Con una dose straordinaria di imprudenza si avvicinò decisa e lo baciò, accarezzando la lingua con la sua, mordendola, giocandoci. Adam non si ritrasse, non poteva anche volendo, rischiava di rompere l’equilibrio tra i due e farli cadere. Il suo sapore, dolce e delicato entrò in contatto con la sua lingua e nel suo cuore, come un’intrusione. Del resto tutto di quel bacio era un’intrusione, era come se volesse rivendicare il suo possesso, come se il patto tra loro si fosse già concluso senza nemmeno aspettare la sua risposta.

Quando la ragazza si allontanò, per la prima volta lui vide un sorriso farsi strada sulle sue labbra, si stava divertendo un mondo, come se avesse appena trovato un giocattolo interessante.

« No, la lingua è al suo posto. » disse, si leccò le labbra e riaprì il libro delicatamente.

Il patto si era concluso.

Alla fine lei scese dal cornicione, stiracchiandosi. Adam era maledettamente eccitato. Era un masochista per caso?

« Qual è il tuo cognome, Adam? » chiese.

« Hartfield. » Rispose dubbioso

« Sai qual è il mio? » Continuò, prendendo la borsa che aveva gettato vicino alla porta.

« Melèen. » Rispose lui, forse anche troppo in fretta.

Thia scosse la testa. « Lo è perché mia madre ha voluto cambiarmelo quando si è risposata con quell’ubriacone buono a nulla. In realtà non so nemmeno che cognome avesse avuto il mio primo padre. »

« È morto? »

« Sì, qualche anno fa, acqua passata. I tuoi invece? Scommetto che sono felici di avere un figlio così perfetto. »

La ragazza chinò leggermente la testa di lato osservando i suoi occhi indaco, i suoi capelli biondi così luminosi, così perfetti. Ottimi voti a scuola, educato, pieno di amici, sempre allegro. Gli dava quasi il voltastomaco quanto fosse lo stereotipo del ragazzo perfetto.

E lei?
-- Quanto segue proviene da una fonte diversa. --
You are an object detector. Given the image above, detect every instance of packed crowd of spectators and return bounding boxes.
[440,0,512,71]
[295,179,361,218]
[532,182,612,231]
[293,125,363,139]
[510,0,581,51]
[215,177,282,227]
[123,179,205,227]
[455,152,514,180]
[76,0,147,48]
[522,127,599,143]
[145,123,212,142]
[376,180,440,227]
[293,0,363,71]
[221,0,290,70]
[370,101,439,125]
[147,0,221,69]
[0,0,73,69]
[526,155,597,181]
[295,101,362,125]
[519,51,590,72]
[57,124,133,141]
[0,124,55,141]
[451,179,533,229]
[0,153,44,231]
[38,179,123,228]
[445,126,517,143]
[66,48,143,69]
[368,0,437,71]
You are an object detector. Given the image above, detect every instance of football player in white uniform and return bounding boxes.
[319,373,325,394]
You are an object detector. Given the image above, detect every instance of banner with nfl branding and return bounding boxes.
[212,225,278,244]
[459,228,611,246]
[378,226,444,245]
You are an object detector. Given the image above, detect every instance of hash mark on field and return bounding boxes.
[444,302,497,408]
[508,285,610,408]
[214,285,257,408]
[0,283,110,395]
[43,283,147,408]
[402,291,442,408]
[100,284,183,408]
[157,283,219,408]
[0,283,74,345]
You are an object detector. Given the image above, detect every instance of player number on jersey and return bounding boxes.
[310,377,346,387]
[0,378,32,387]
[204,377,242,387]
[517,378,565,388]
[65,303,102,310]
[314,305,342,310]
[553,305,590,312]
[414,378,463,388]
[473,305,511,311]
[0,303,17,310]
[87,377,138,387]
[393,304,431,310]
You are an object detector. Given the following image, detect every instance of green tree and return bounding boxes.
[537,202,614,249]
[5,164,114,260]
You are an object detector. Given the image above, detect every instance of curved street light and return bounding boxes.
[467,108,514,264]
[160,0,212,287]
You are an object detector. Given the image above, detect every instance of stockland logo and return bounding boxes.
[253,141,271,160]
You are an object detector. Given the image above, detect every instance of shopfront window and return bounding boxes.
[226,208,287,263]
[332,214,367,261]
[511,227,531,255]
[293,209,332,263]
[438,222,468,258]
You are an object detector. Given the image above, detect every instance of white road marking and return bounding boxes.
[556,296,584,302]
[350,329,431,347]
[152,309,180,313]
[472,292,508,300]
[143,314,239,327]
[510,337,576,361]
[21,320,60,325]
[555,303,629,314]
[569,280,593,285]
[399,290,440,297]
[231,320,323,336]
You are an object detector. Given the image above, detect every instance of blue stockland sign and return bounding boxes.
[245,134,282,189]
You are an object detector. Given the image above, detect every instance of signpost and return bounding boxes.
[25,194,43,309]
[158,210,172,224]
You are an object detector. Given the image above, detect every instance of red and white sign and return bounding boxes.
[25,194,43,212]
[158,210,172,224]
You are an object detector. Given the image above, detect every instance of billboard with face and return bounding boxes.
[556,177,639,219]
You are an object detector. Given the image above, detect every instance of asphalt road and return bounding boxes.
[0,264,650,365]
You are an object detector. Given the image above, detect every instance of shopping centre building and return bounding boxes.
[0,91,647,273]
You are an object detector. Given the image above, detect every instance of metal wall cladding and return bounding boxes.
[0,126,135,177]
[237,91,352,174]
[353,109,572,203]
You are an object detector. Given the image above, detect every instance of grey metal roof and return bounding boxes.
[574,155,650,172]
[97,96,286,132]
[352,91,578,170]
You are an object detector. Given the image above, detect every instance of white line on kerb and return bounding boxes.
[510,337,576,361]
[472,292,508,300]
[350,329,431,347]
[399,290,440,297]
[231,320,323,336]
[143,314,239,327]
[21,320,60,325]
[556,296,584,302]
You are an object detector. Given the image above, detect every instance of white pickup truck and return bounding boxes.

Pallida come un fantasma, occhi grigi freddi come il ghiaccio, capelli scuri come il carbone, senza alcun amico, senza l’interesse per lo studio, senza alcun attaccamento alla famiglia, senza alcuna voglia di vivere.

Sembravano quasi l’uno la metà mancante dell’altro, quasi uno strano puzzle vivente composto da soli due pezzi.

« Non so se siano felici, spero di sì. » Commentò lui senza il minimo timore, continuava a parlarle normalmente, nonostante avesse appena accettato di diventare il suo cane.

Il suo cane... ma che diavolo le passava per la testa?

« Cosa intendi? » Chiese curiosa, voleva sapere di più, scoprire molte più cose sul suo conto.

« Sono morti entrambi, pochi giorni dopo la mia nascita. Acqua passata anche questa. »

« Mi dispiace. »

« No, non è vero. » replicò lui, non era un’accusa, semplicemente sapeva chi era lei.

« Già, non è vero, ma fa sempre piacere sentirselo dire, no? »

« Non più di tanto. »

« Allora diciamo che mi sento sollevata nel sentire che non sei così perfetto come ti dipingono. Preferisci? »

« Sì. Preferisco che tu sia sincera. »

« Ecco un altro ordine camuffato. »

« Mi dispiace. »

« No, non è vero. » disse lei, questa volta.

« Già, non è vero. » rispose lui con un sorriso.

Per la prima volta, Thia aveva davvero voglia di ridere.